This is probably the most obfuscated manner of storing content that I've ever encountered. After performing text searches against the database I've finally found where the content is stored but it's not a simple process to get it out.
Pages' master record appears to be sf_page_node, there are related tables:
- sf_object_data (page_id is related to sf_page_node.content_id)
- sf_draft_pages (page_id is related to sf_page_node.content_id)
- sf_page_data (content_id is related to sf_page_node.content_id)
- sf_control_properties (control_id is related to sf_object_data.id)
So you could get the info you need with a query like this:
select * from
[sf_page_node]
join sf_object_data on sf_page_node.content_id = sf_object_data.page_id
join sf_control_properties on sf_object_data.id = sf_control_properties.control_id
Other things to consider:
- the parent_id field is related to the sf_page_node table, so if you're writing a script, be sure to query this as well
- the page may have a banner image, you will pick up the "place_holder" value as 'BannerHolder' with a caption of "Image" The image may be stored as blobs in sf_media_content, you should handle this separately. The "nme" value of 'ImageId' will have a GUID in the "val" column.

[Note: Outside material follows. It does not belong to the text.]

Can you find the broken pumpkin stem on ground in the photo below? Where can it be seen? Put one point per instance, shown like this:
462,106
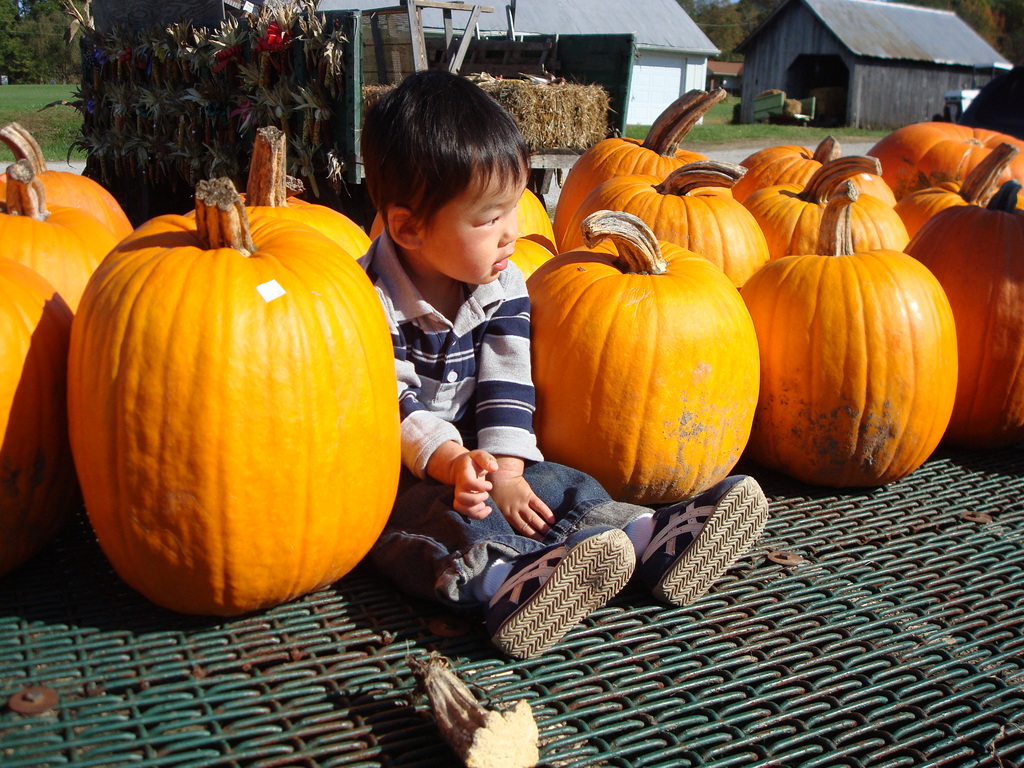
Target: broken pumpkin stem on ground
480,737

You can query sf_media_content with this value as "content_id" the actual binary data is stored in sf_chunks, they relate on "file_id"
My revised query taking into account what I'll need to migrate content is below:
select
original.content_id,
original.url_name_,
original.title_,
parent.id,
parent.url_name_,
parent.title_,
place_holder,
sf_object_data.caption_,
sf_control_properties.nme,
val
from [sf_page_node] original
join sf_object_data on original.content_id = sf_object_data.page_id
join sf_control_properties on sf_object_data.id = sf_control_properties.control_id
join sf_page_node parent on original.parent_id = parent.id
I hope this helps someone!